Node.js Basics Explained
Rising from non-existence three short years ago, Node.js is already attracting the accolades and disdain enjoyed and endured by the Ruby and Rails community just a short time ago. It overtook Rails as the most popular Github repository last November (now superseded by Twitter's Bootstrap project) and was selected by InfoWorld for the Technology of the Year Award in 2012.
If you've never used Node.js before or have limited experience, it may not be obvious why people are so excited about it. This post will attempt to explain the basic theory central to Node's approach, arming you with a better frame of reference for the debates you'll undoubtedly encounter.
Please note that this post won't make much sense without a very basic familiarity with Node. Consider checking out the Node.js website and reading a few articles on Node first if that's the case.

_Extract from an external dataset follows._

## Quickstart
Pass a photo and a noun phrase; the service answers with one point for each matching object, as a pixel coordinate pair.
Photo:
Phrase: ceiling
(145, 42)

The core premise behind Node's approach is that I/O operations are slow compared to the computation done in your application. Consider the table below, taken from Ryan Dahl's 2008.11.08 presentation on Node.js. It shows various I/O operations on the left and the number of CPU cycles it takes to perform them. Don't focus on the actual numbers, but on the differences in magnitude for the operations.
From the table you can see that disk and network access times dwarf things like memory access or L1 and L2 cache access. The chart below makes the magnitude differences even more obvious. The L1, L2, and RAM access times are so much smaller than disk and network access that their bars don't even appear on the graph.
If you can buy that I/O operations are often orders of magnitude slower than the computation you're performing in your app, then what is your app doing during the I/O operations? It's waiting! It's execution is literally blocked until the I/O operation completes.
Consider the following fictitious web request. The slim green bars represent the time your application devotes to processing and the gray bars represent the time spent waiting for I/O to complete. The example starts off with some logic to process the request.
- Parse the request and invoke the appropriate controller logic
- Initiate a database query or maybe a request to an external service
- Wait for I/O
- Process the query results and write some data to a log file
- Wait for I/O
- Perform some final formatting of the results and return them to the client
The vast majority of time spent during the request involved waiting for the I/O operations, and there were only two. Very little time is actually used to perform application-specific processing. Node.js was designed from the start to exploit this imbalance.
Before we get into the approach Node.js takes to scaling, let's consider how our made-up web request would be scaled with other models.
Scaling with Threads
Using a thread based model, you'd scale the above example by creating multiple threads, one for each concurrent connection. The diagram below depicts a threaded model capable of handling four concurrent connections.
While this approach allows us to scale by adding more threads, each thread still spends most of its time waiting for I/O, not processing your application logic. Unfortunately, continuing to add threads introduces context switching overhead and uses considerable memory to maintain execution stacks.
Scaling with Processes
Another popular approach to scaling your application is to run multiple processes. As you can see from the diagram below, the theory behind scaling with multiple processes is basically the same as scaling with threads, although it does use more memory. Like the threading model, each process still spends most of its time waiting on I/O.
Scaling with Node.js
Since the code you write for Node.js executes in a single thread within a single process, it takes a different approach to scaling. It extracts the "I/O waiting" by using an internal thread pool or leveraging asynchronous I/O APIs of the host operating system to free your thread for processing other connections. Instead of your code blocking on I/O operations, it's freed to process other connections. When the I/O operation completes, your code is called back to handle the results.
With Node.js your code never blocks for I/O operations, eliminating those long gray bars of waiting time. This non-blocking mode of operation is what allows Node.js to handle large numbers of concurrent connections without overly-straining system resources.
The success of Node.js relies on the premise that time spent waiting for I/O far outweighs the time spent executing application logic. While that's true of many of todays' web/network-based applications, it doesn't always apply. If your application is more CPU-intensive with minimal I/O by comparison, then Node.js is probably not the right platform. As my father used to say, don't try to fit a square peg in a round hole.